Política

Deputado federal Lindbergh aciona STF contra investigação da Câmara sobre acusação contra Gaspar

Deputado petista questiona atuação da Polícia Legislativa e pede anulação de procedimento instaurado após denúncia de suposta fraude

Por Thayanne Magalhães com Agências 11/08/2026 08h44
Deputado federal Lindbergh aciona STF contra investigação da Câmara sobre acusação contra Gaspar
Deputado federal Lindbergh Farias - Foto: Assessoria

O deputado federal Lindbergh Farias (PT-RJ) recorreu ao Supremo Tribunal Federal (STF) para questionar um procedimento investigatório conduzido pela Polícia Legislativa da Câmara dos Deputados a partir de uma notícia apresentada pelo deputado federal Alfredo Gaspar (PL-AL)

A medida foi protocolada no STF como a Petição 15.851 e está sob relatoria do ministro Gilmar Mendes. No processo, Lindbergh pede a suspensão e a anulação do procedimento, além do reconhecimento de que a Polícia Legislativa não teria competência para conduzir a apuração nos moldes adotados. O registro oficial do Supremo confirma Lindbergh como requerente e Alfredo Gaspar como requerido.

A investigação questionada está relacionada a depoimentos apresentados à Polícia Legislativa que sustentam a versão de que a acusação de estupro de vulnerável feita contra Alfredo Gaspar teria sido forjada e faria parte de uma articulação política contra o parlamentar.

Lindbergh contesta essa apuração e sustenta, na petição apresentada ao STF, que a Polícia Legislativa teria extrapolado suas atribuições ao realizar atos de investigação criminal envolvendo deputado federal detentor de foro por prerrogativa de função.

Defesa questiona competência da Polícia Legislativa


Entre os argumentos apresentados ao Supremo está a alegação de que a Polícia Legislativa não poderia conduzir uma investigação criminal dessa natureza sem observar a competência constitucional dos órgãos responsáveis pela persecução penal e a competência do próprio STF para supervisionar investigações envolvendo parlamentares federais.

A defesa também questiona a utilização de uma resolução interna da Câmara dos Deputados como fundamento para atribuir à Polícia Legislativa poderes de polícia judiciária que, segundo Lindbergh, não estariam previstos constitucionalmente para esse tipo de investigação.

Outro ponto levantado é a obtenção de informações telefônicas.
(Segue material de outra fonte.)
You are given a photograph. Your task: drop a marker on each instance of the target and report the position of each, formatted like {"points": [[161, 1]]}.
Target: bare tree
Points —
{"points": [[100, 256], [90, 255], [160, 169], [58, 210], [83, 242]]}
A defesa sustenta que dados dessa natureza não poderiam ser requisitados diretamente a empresas de telefonia sem autorização judicial.

Lindbergh também afirma que não foi comunicado nem ouvido no procedimento investigatório, apontando suposta violação às garantias do devido processo legal e do contraditório.

Acusação contra Gaspar

Alfredo Gaspar (Assessoria)
Alfredo Gaspar (Assessoria)



A disputa teve início após Lindbergh e a senadora Soraya Thronicke apresentarem, em março deste ano, acusações contra Alfredo Gaspar durante o contexto da CPMI do INSS. Gaspar negou as acusações e passou a defender a apuração do episódio.

Em pronunciamento na Câmara, o deputado alagoano afirmou que havia sido vítima de uma acusação falsa e cobrou que a Casa investigasse o caso. Na ocasião, Gaspar também afirmou ter adotado medidas perante a Polícia Legislativa.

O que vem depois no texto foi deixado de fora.